387/68 Tuesday, October 7, 2025
Cybersecurity company GreyNoise has reported an unusual 500% spike in scanning activity targeting Palo Alto Networks login portals on October 3, 2025-the highest level seen in the past three months. The company detected scanning attempts from 1,285 unique IP addresses, up from a normal daily average of about 200. Of these, more than 93% were classified as “suspicious” and 7% as “malicious.” The majority of the traffic originated from the United States, with smaller clusters identified in the United Kingdom, the Netherlands, Canada, and Russia.
GreyNoise explained that the scans appeared structured and deliberate, focusing on emulated Palo Alto login systems designed to mimic real network environments, particularly in the U.S. and Pakistan. This pattern indicates a deep reconnaissance effort that may involve coordinated groups. Researchers also found that the scanning techniques used against Palo Alto were strikingly similar to those previously observed against Cisco ASA devices-where scanning spikes occurred shortly before the disclosure of two zero-day vulnerabilities. Notably, both incidents shared identical TLS fingerprints and infrastructure connections linked to the Netherlands.

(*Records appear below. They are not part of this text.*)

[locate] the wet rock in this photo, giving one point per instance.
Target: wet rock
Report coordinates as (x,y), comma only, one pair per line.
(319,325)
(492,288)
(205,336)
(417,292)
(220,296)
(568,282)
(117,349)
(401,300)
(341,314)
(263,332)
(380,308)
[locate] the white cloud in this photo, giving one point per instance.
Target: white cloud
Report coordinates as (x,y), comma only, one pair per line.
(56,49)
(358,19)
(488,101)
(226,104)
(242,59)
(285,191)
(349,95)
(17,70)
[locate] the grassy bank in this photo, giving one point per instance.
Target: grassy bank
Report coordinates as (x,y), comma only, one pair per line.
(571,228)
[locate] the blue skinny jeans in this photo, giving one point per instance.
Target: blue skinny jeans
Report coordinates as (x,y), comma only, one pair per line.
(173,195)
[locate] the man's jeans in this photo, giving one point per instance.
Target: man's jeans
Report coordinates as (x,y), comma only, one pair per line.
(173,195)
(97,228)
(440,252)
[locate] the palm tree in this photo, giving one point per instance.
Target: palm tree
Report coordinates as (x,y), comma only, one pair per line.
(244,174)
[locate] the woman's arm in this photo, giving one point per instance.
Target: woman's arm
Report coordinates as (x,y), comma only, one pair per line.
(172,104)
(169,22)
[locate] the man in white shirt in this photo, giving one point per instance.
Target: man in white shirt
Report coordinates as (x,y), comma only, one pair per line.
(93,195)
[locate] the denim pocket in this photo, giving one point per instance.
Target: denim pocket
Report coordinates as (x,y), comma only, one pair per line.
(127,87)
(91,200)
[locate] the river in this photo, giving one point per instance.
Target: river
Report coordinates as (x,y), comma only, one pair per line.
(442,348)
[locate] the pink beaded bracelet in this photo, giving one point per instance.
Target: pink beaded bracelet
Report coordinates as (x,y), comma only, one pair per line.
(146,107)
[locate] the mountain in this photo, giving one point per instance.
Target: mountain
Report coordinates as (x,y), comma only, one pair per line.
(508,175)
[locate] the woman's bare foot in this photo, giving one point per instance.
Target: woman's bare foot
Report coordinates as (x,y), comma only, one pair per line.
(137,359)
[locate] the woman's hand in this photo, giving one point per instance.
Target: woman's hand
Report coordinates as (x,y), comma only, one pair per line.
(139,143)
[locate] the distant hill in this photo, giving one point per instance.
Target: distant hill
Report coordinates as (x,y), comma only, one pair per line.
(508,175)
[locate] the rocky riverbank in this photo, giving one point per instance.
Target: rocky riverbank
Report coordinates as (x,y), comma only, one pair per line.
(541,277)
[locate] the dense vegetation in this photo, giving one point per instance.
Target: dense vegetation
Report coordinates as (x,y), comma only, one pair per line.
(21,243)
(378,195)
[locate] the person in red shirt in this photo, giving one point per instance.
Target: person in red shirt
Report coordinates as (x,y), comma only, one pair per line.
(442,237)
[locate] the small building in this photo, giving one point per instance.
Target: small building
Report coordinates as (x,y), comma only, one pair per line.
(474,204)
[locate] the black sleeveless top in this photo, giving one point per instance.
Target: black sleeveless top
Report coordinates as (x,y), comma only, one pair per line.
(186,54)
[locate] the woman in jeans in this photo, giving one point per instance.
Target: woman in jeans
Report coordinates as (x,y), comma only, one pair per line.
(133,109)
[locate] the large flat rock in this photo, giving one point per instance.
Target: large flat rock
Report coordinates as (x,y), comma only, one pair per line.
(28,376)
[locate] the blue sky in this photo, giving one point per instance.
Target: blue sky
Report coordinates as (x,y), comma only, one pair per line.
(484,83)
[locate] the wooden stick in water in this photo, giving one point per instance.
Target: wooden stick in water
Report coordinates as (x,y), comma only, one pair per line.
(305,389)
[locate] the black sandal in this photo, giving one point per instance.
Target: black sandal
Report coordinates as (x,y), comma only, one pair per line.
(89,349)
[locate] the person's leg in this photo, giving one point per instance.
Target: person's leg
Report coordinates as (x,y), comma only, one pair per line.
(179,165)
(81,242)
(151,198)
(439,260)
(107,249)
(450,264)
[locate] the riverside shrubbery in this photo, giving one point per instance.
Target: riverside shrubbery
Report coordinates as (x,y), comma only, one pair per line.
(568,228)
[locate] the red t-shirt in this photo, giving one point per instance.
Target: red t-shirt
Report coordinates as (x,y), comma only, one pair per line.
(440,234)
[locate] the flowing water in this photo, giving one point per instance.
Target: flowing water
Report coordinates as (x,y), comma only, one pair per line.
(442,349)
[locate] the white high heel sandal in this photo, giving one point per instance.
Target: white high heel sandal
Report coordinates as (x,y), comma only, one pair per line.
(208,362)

The report further suggests that the similarities between Cisco ASA and Palo Alto scanning activities may point to shared tools or infrastructure among attackers. GreyNoise warned that such activity has historically preceded the disclosure of new vulnerabilities-often within six weeks. As a precaution, the company is actively monitoring the situation to determine whether this surge could signal the discovery of a new Palo Alto vulnerability. In response, GreyNoise has accelerated the development of a new “Dynamic IP Blocklist” aimed at helping organizations more rapidly defend against and respond to emerging threats.